Dream
The Congress

Everyone Wants Ecstasy [1]

Marisa Morao

 

Commentary on Article Why Do We Think Suffering Is Good for Us? published in
https://www.nytimes.com/2019/03/07/opinion/ketamine-depression.html

A biological approach to contemporary psychiatry is hopeful. The reason being, the Food and Drug Administration approved esketamine (nasal version of ketamine) that seems to relieve depressive symptoms more quickly than other antidepressants.

This news is the bridge that connects with the central idea of ​​the article: the use of drugs to strengthen the effects of therapy in the treatment of various disorders that cause suffering. The proposal is not unprecedented; what is being renewed, by the laboratory market, is the substance. Here is drawn an arc that goes from ketamine to MDMA, known as ecstasy.

The dream of the pill to eliminate the suffering of the speaking being was anticipated by the British writer Aldous Huxley through his novel Brave New World, published in 1932. It is a world in which everyone consumes "soma" the drug to avoid misery. This narration shows that you do not dream only when you sleep.

In this perspective, psychoanalysis is an informed practice of the existence of the death drive underlying every promise of "happiness without shadows". It does not promote passive submission to the suffering of "destiny"; nor agrees with the stoical moral mentioned by Dr. F.

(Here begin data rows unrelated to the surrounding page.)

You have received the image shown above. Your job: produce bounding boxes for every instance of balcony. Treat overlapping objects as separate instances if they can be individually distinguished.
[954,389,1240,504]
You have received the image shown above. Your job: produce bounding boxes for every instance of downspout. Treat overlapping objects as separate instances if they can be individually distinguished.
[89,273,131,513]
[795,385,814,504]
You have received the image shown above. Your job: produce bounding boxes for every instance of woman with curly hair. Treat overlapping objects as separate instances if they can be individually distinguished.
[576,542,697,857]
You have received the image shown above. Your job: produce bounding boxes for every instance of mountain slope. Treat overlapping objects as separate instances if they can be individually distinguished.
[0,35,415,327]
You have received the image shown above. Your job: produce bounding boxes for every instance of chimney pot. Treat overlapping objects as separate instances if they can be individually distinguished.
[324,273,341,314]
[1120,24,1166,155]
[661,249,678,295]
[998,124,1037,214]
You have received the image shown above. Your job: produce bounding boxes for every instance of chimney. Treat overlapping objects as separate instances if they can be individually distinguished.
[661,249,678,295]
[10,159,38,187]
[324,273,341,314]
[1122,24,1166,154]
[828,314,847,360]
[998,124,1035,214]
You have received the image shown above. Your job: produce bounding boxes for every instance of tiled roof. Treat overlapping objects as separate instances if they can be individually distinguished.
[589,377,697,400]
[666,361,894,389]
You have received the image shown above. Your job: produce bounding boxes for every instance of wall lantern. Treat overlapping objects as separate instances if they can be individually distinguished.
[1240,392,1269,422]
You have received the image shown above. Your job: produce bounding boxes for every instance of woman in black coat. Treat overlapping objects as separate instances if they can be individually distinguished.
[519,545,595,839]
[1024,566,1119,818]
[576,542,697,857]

Psychoanalysis is not differentiated only by belonging to another epistemic field. It is a practice that is guided by the singular deviations of each subject. Its ethics opposes vivifying jouissance to the suffering.

Translated by Lorena Hojman and revised by María Cristina Aguirre

NOTES

  1. Sentence pertaining to the musical theme The route of the tentempié¹ of the singer and composer of Argentine rock Charly García.

Translator’s note: tentempié is a shortening of "mantente en pie", meaning "keep yourself standing", with the sense of "endure, do not faint" and also means snack, bite to eat.